The in-principle agreement, strictly political in nature, between the governments of Spain and Argentina on the expropriation of Repsol’s capital in YPF, merits some detailed explanation by the government, not only regarding the terms of the agreement (of which only a few details are known), but also of the reasons that led to the intervention of the Industry Ministry, and to the preliminary consultations with the government of Mexico to head off the international lawsuit.
It is not enough to speak in terms as generic as “it is good to put an end to uncertainties,” though the markets are accepting this argument in the short term, and have reacted in the form of rising share prices for Repsol and YPF. Because it is possible that underlying uncertainties may remain, even after the ratification of the agreement by Repsol’s board of directors on Wednesday. The principle that a bad agreement is better than a good lawsuit — and Repsol’s one against the government of Argentina threatened to be long and costly — is valid, provided there are sufficient assurances that Argentina will pay what it has promised.
The amount of compensation now being spoken of, around 3.7 billion euros, is well below what the expropriated group was demanding, even taking into account the saving in legal costs that will no longer have to be paid. The advantage for Repsol is that it will no longer have to concern itself with a complicated legal wrangle with the Argentinean government; and this will allow it to concentrate on its principal task, which is that of putting its international business back in order. In this sense, the agreement is useful.
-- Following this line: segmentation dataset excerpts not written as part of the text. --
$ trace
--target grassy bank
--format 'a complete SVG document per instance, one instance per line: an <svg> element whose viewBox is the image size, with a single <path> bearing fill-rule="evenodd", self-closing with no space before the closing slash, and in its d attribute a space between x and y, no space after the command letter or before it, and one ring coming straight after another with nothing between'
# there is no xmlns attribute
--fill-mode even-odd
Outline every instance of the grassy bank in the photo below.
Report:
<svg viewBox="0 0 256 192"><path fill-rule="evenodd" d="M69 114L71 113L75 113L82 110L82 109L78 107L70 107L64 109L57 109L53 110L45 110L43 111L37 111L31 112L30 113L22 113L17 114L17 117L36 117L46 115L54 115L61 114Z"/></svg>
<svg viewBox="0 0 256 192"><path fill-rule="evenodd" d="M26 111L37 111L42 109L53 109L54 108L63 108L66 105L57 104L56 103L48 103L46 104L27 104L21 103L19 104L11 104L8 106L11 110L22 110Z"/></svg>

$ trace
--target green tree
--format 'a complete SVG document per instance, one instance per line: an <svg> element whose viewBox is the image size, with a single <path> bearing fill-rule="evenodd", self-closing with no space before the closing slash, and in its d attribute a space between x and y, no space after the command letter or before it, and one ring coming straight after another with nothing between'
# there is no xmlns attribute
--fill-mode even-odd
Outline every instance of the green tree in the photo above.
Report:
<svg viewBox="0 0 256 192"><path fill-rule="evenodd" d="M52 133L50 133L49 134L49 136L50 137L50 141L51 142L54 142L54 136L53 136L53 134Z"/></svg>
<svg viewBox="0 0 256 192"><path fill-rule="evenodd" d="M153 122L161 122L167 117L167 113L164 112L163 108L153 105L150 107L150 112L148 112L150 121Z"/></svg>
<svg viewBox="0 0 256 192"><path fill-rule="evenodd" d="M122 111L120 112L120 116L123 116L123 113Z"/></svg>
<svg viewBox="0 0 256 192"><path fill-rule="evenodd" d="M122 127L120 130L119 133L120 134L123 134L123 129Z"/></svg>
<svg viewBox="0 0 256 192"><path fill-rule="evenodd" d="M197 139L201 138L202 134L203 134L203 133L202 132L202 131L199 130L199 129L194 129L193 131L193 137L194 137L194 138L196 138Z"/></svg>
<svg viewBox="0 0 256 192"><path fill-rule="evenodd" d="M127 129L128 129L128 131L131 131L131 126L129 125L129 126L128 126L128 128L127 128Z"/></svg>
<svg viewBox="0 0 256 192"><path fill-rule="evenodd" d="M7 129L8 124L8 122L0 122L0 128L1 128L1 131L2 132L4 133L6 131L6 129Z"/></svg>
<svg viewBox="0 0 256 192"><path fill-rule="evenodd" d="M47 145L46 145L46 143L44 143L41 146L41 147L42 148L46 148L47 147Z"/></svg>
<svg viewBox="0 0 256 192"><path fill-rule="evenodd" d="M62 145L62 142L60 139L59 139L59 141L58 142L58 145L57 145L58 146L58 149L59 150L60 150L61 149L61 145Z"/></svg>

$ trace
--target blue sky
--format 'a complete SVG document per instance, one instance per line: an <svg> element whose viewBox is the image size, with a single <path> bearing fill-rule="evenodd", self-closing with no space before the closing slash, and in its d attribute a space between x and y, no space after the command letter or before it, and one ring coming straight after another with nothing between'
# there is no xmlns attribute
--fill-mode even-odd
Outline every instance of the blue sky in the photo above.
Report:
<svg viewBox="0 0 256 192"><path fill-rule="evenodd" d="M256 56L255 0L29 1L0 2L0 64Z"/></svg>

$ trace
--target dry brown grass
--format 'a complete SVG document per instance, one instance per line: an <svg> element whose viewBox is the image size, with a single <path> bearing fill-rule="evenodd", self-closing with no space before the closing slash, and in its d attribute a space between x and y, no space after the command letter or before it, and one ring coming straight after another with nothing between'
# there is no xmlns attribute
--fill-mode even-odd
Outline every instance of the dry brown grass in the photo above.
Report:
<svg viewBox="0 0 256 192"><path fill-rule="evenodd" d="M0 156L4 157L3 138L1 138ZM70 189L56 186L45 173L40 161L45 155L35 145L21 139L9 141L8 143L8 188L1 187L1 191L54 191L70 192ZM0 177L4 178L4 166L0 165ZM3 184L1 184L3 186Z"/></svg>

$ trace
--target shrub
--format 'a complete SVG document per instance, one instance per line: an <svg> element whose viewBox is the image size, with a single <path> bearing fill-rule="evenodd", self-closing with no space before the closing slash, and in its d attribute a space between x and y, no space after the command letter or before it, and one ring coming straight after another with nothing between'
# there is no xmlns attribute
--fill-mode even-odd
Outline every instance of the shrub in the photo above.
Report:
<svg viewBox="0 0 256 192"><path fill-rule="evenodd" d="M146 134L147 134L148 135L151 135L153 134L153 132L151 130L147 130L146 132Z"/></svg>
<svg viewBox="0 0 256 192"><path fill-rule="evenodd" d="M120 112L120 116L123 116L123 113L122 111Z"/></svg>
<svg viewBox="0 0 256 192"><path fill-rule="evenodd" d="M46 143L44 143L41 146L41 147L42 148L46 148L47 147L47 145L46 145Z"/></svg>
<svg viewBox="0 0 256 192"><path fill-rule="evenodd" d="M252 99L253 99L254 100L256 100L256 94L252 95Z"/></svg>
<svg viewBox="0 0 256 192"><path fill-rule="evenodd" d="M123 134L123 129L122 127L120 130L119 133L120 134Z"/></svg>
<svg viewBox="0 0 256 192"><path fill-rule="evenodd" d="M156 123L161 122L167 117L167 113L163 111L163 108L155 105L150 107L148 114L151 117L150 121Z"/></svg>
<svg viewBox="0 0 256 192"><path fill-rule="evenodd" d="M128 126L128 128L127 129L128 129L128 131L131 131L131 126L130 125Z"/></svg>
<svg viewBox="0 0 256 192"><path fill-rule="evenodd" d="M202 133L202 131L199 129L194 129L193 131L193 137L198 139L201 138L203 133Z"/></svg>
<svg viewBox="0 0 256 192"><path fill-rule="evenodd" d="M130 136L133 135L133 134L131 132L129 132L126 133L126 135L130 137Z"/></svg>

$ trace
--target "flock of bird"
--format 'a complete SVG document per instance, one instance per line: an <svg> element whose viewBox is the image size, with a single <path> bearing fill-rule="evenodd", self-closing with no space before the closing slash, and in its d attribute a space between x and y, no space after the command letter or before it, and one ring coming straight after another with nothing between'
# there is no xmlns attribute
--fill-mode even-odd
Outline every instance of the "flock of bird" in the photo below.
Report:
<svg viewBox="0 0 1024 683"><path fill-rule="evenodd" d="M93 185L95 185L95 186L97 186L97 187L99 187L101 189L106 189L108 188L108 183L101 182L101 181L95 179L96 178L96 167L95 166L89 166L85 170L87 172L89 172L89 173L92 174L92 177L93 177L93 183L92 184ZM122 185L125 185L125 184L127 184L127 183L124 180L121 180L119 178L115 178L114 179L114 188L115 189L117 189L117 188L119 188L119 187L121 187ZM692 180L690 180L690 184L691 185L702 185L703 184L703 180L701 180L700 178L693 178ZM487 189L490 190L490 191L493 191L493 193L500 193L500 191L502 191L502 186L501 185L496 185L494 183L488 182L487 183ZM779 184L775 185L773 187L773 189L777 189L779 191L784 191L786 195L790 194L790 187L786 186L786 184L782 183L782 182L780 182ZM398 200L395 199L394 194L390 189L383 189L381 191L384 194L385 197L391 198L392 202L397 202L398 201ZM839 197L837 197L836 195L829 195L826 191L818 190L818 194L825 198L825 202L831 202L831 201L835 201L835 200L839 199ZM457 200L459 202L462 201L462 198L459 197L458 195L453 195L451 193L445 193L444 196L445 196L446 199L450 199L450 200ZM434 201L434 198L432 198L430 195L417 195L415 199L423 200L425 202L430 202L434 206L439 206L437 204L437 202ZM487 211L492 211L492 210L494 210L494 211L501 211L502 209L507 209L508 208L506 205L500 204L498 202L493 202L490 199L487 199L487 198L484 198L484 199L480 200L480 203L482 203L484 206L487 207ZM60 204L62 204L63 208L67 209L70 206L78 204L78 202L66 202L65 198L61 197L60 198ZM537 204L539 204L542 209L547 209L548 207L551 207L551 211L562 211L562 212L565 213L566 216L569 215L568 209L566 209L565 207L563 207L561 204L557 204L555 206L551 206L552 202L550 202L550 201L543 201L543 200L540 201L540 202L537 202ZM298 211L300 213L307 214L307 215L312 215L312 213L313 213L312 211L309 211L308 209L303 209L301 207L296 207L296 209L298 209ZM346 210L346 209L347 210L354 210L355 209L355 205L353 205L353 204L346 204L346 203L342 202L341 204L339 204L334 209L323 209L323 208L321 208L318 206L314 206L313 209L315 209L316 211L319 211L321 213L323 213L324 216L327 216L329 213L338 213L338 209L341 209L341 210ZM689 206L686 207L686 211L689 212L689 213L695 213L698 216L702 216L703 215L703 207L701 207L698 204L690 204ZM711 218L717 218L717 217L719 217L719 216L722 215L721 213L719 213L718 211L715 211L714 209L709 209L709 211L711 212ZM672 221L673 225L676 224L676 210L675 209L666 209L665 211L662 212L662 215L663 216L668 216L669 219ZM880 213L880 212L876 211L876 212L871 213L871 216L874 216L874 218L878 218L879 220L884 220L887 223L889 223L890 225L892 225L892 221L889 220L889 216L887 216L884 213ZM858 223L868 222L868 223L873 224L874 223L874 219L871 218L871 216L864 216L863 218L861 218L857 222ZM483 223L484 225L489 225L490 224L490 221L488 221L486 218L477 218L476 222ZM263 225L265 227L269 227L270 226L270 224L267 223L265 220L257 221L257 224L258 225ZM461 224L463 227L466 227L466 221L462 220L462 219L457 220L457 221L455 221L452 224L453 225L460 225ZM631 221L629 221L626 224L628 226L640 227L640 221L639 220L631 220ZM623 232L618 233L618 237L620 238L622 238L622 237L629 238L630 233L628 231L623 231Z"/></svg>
The pact has also been advantageous, no doubt, for Petróleos Mexicanos (Pemex) and for the government of Cristina Fernández. Pemex has succeeded in eliminating the partnership obstacle that prevented it from reaching agreements to take part in exploiting the Vaca Muerta oilfield — Repsol promised to sue any company that formed a partnership with the Argentinean state for operating these wells — and, in passing, with the support of the Mexican government, has harassed the top management of Repsol, which has been holding out for higher compensation. As for Cristina Fernández and her team, they have managed to counteract many of the consequences of the expropriation — namely, the country’s reputation for regulatory insecurity.
What the agreement is not going to resolve is the looming threat of instability among the shareholders of the Spanish oil firm. It would be naive to suppose that the confrontation between Pemex, which owns 9.34 percent of Repsol’s capital, and the top management team has disappeared simply because the YPF case is now closed. What is most likely is that it will continue, buried and muted perhaps, but active.
Nor does the understanding with Argentina guarantee, as the government is suggesting, that the danger of a takeover bid on the Spanish group, driven by foreign capital, is now out of the question. As long as Repsol does not widen its activity in other markets, and regains at least the financial perimeter it had previous to the expropriation of YPF, it will go on being an attractive target for investment.